Diverse regioni russe, oramai, sono sull'orlo della bancarotta. Lo scorso 1. settembre, la Calmucchia aveva appena 496 mila dollari «messi da parte» mentre la città di Arkhangelsk aveva ancora lo 0,03% delle risorse ancora a disposizione. Di più, la regione di Belgorod era già al verde, stando all'agenzia di rating russa Expert RA. In 53 delle 89 regioni russe, i redditi sono diminuiti drasticamente lo scorso anno. In dodici regioni, ad esempio, sono stati tagliati gli stipendi degli insegnanti. Più di tre quarti del Paese sta affrontando una carenza di benzina, risultato degli attacchi mirati dell'Ucraina all'industria petrolifera russa. Nelle poche stazioni di servizio ancora aperte, le auto a volte restano in coda per ore e ore prima che i conducenti possano fare il pieno.

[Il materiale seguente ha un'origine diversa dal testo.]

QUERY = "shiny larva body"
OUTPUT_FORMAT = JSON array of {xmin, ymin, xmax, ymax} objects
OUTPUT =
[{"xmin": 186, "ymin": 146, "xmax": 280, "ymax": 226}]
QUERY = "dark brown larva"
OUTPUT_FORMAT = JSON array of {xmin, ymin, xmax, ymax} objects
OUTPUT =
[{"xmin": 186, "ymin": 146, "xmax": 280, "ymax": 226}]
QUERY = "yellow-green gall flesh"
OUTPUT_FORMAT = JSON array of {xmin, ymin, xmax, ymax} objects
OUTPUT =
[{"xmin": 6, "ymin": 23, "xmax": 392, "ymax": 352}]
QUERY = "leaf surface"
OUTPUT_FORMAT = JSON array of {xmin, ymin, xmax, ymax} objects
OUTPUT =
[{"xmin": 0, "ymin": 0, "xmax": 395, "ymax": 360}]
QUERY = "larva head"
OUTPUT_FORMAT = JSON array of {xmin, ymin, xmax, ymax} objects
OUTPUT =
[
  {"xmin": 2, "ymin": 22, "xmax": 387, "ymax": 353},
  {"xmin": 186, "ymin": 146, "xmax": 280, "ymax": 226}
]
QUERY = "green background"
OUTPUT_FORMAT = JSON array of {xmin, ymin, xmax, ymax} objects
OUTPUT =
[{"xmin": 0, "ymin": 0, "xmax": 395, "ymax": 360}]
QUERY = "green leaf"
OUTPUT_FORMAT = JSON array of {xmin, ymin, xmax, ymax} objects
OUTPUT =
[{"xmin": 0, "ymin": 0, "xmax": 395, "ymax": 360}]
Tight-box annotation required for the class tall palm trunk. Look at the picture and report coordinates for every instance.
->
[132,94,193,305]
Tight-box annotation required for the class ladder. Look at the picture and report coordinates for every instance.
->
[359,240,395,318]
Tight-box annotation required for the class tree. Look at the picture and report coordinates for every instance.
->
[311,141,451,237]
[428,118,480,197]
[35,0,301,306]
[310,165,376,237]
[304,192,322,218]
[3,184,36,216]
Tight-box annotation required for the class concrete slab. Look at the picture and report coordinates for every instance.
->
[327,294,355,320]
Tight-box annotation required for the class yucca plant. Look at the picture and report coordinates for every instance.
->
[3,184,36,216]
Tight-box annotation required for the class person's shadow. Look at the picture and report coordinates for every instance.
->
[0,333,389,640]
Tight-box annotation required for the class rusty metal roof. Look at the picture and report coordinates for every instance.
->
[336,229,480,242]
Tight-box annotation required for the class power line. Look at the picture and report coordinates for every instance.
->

«Putin si sta scontrando con le sue stesse bugie» ha affermato al Blick Ulrich Schmid, esperto di Russia e professore di studi sull'Europa orientale all'Università di San Gallo. «Dal 2022, ha fatto credere al suo popolo che sta conducendo una operazione speciale in Ucraina che non ha alcun impatto sulla loro vita quotidiana». Ma i russi, o quantomeno non tutti i russi, non si lasciano ingannare. Secondo il Levada Center, un istituto di sondaggi indipendente russo, il 58% degli abitanti del Paese è molto preoccupato per l'aumento dei prezzi e punta il dito contro le operazioni militari in Ucraina. Al quadro, evidentemente, bisogna aggiungere le tasse. Sempre più alte. «Al momento, in effetti, il Cremlino sembra puntare soprattutto sull'aumento delle entrate statali, in particolare attraverso l'aumento delle tasse» ha continuato Schmid. In un momento in cui i servizi pubblici vengono meno, ai cittadini viene chiesto (sempre di più) di pagare per la guerra, che continua a drenare circa un terzo del bilancio statale.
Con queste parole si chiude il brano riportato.